Diese haben bei ihrer Vernehmung vor den Beamten des Hauptzollamtes S. am 07.09.2007 u.a. Nettolöhne von
1.200.- oder 1.400.- EUR (S. F.); 1.150.- EUR inkl. Provision (T. S.); 1.150.- EUR in Ungarn (A. P.) oder 1.500.- bis
2.000.- EUR brutto (A. A.) bestätigt. Damit erscheinen die nunmehr von den Arbeitnehmern genannten Nettolöhne von
1.798,28 EUR zuzüglich 300.- EUR Startvorschuss nicht wahrheitsgemäß. Bei der Vernehmung durch die Beamten
des Hauptzollamts S. hat keiner der befragten Arbeitnehmer einen Arbeitslohn von 1.798,28 EUR oder einen
Startvorschuss von 300.- EUR bestätigt. Dies erscheint umso erstaunlicher als - nach Angabe der ASt - die
Arbeitnehmer den Erhalt dieser Summe erst kurze Zeit vor der Vernehmung durch Unterschrift bestätigt haben sollen.
Auch hat - bis auf eine Ausnahme - keiner der befragten Arbeitnehmer einen Vorschuss von 300.- oder 375.- EUR bei
der Befragung bestätigt. Dies, obwohl nach den Angaben der ASt der Erhalt von 375.- EUR erst 2 Monate vor der
Befragung von den Arbeitnehmern schriftlich bestätigt worden ist. Bei der Frage nach dem Lohn für Juli 2007 auch
einen angeblich erhaltenen Startvorschuss zu nennen, würde sich eigentlich aufdrängen; dies um so mehr, als z.B. S.

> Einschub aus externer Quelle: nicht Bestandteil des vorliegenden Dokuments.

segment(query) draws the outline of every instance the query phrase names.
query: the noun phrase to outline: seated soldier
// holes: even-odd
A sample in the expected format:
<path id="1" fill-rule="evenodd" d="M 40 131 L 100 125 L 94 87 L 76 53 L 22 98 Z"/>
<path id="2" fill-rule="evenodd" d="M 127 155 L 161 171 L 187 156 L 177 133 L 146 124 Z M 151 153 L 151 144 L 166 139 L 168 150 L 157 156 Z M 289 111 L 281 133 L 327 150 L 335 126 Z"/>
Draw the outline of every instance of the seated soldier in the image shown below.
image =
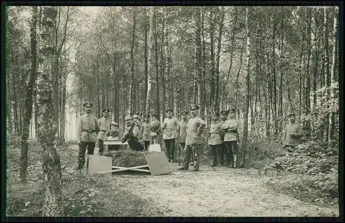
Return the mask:
<path id="1" fill-rule="evenodd" d="M 108 137 L 115 138 L 115 139 L 120 139 L 120 130 L 119 129 L 119 124 L 112 122 L 110 124 L 110 129 L 106 133 L 106 136 Z M 110 151 L 112 150 L 118 150 L 120 148 L 121 145 L 109 145 L 108 148 Z"/>
<path id="2" fill-rule="evenodd" d="M 142 151 L 144 149 L 144 142 L 139 140 L 138 136 L 140 133 L 139 125 L 130 116 L 125 117 L 126 128 L 125 133 L 122 137 L 122 143 L 126 141 L 128 142 L 128 146 L 131 150 Z"/>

T. sowie auch T. R. ausdrücklich einen gezahlten Vorschuss erwähnten. Hierbei ist zur Auffassung des Senats insb.
auch zu beachten, dass es sich bei einem Vorschuss von 300.- oder 375.- EUR um einen unter Berücksichtigung des
Mindestlohns in Ungarn von ca. 400.- EUR durchaus erheblichen Betrag handelt.

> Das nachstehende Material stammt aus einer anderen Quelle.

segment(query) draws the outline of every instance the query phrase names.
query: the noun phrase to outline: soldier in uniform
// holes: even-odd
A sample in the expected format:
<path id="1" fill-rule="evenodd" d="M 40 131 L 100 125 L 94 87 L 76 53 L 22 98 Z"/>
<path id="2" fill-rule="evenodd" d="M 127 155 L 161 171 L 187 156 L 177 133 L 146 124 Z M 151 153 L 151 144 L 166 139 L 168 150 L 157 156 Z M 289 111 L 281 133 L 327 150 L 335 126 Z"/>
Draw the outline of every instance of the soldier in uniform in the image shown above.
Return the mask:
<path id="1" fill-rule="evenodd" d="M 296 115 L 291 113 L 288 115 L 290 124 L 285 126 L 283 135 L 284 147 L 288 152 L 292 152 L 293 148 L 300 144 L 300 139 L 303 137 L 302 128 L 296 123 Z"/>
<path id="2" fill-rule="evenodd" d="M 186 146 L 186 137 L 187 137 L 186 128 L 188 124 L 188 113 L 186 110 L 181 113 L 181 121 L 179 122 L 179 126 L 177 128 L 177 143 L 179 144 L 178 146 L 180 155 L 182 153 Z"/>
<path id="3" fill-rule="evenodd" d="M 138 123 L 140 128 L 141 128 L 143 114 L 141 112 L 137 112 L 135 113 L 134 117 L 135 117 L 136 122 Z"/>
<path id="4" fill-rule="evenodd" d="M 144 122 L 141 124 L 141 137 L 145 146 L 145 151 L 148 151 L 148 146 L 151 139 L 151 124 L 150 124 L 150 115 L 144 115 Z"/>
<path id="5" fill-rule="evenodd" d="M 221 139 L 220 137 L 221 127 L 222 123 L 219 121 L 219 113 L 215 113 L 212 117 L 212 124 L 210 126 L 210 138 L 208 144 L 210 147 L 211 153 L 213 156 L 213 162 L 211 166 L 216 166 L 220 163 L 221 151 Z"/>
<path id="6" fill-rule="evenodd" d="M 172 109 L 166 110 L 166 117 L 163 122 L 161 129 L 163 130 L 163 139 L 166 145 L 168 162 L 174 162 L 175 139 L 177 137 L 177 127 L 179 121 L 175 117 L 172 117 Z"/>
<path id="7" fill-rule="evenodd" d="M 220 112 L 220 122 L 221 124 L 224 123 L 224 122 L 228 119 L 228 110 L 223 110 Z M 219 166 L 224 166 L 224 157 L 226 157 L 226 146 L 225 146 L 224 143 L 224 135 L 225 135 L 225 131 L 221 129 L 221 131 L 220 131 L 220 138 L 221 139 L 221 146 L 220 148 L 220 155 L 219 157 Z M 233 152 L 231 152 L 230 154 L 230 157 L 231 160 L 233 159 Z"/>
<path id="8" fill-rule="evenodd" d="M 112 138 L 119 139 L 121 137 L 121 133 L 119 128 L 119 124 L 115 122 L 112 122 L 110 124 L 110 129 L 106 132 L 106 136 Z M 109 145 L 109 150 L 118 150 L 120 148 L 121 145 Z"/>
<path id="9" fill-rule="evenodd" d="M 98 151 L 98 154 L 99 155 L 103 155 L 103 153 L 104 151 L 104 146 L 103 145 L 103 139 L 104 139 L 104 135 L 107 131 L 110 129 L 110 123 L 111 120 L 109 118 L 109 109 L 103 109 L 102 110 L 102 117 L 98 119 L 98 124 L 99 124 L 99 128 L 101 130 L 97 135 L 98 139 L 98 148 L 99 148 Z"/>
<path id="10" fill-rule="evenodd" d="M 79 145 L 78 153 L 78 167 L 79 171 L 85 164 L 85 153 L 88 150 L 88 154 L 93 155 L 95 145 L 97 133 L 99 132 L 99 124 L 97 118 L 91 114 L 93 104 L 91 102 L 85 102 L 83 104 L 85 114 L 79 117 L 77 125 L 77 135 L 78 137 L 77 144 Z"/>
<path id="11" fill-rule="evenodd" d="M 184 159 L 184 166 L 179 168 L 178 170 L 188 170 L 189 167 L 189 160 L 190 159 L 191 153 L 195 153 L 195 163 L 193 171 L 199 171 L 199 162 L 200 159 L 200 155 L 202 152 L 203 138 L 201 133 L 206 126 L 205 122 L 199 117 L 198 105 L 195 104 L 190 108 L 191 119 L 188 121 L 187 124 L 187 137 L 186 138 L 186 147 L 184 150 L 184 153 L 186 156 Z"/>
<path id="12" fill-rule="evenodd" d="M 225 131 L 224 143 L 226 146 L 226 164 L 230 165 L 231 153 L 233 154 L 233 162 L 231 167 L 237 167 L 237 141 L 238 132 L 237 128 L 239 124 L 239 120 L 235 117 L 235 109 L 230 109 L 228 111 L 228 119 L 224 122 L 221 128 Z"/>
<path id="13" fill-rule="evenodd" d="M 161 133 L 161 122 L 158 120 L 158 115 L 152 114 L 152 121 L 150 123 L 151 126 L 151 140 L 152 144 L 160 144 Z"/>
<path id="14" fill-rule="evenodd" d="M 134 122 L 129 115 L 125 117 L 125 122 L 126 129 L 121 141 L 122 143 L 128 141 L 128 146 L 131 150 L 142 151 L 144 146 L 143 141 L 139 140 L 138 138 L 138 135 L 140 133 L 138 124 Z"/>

Damit sind auch die im Beschwerdeverfahren vorgelegten Bescheinigungen der Arbeitnehmer unglaubhaft. Unter
Berücksichtigung der tatsächlich bezahlten Nettolöhne liegt ohne jeden Zweifel ein mehr als 5prozentiges
Unterschreiten der tariflichen Nettolöhne vor.
Die vom Vorarbeiter der ASt geführten doppelten Stundenaufzeichnungen konnten nur einen Zweck haben, nämlich
die angemeldete Stundenzahl (169 Stunden) nach außen zu dokumentieren, während die zweite Stundenaufzeichnung
die wirkliche - bedeutend höhere - Stundenzahl intern feststellte. Diese Vorgehensweise kann nur einen Zweck haben,
nämlich durch Täuschung der deutschen Behörden Arbeitserlaubnisse - EU in Deutschland zu erhalten und
gleichzeitig seinen Arbeitnehmern einen tariflich zu geringen Arbeitslohn zu zahlen. Es steht somit zur Überzeugung
des Senats bei summarischer Prüfung fest, dass die ASt von vorneherein eine deutliche - weit mehr als 5%tige -
Unterschreitung der tariflichen Nettolöhne beabsichtigte und auch zahlte.
Damit ist auch die von der Ag selber vorgenommene Einschränkung der Sanktionierung auf 1 Jahr und die Anordnung
der sofortigen Vollziehung dieses Bescheides unter Berücksichtigung der individuellen Interessen der ASt
verhältnismäßig.
Die Einhaltung der gewachsenen deutschen Standards des deutschen Arbeitsrechts kann nur gewährleitstet werden,
wenn Ausschlussgründe auch (sofort) vollzogen werden können. Würde hier ein Widerspruch aufschiebende Wirkung
haben, wäre die Einhaltung dessen, was als Vertragsgrundlage der deutsch-ungarischen Regierungsvereinbarung
anzusehen ist, nämlich die Einhaltung der deutschen tariflichen Nettolöhne, nicht mehr gewährleistet, weil durch die
Einlegung von Rechtsmitteln der Eintritt der Sanktion auf unbestimmte Zeit verhindert werden könnte. Den betroffenen
Firmen wäre es dann auf unbestimmte Zeit möglich, gegen fundamentale Prinzipien dieser Vereinbarung zu verstoßen
und durch eine Ausbeutung der eigenen Belegschaft einen durch Nichts zu rechtfertigenden finanziellen Vorteil zu
erlangen. Der Sanktionscharakter dieser Vereinbarung würde in sein Gegenteil verkehrt.
Die Beschwerde war somit unbegründet.
Die Kostenentscheidung beruht auf §§ 197a SGG i.V.m. 154 Abs. 1 VwGO.
Die Sreitwertfestsetzung beruht auf §§ 197a SGG i.V.m. 52 Abs. 2, 47 Abs. 2 S. 1 GKG.
Der Beschluss ist unanfechtbar, § 177 SGG.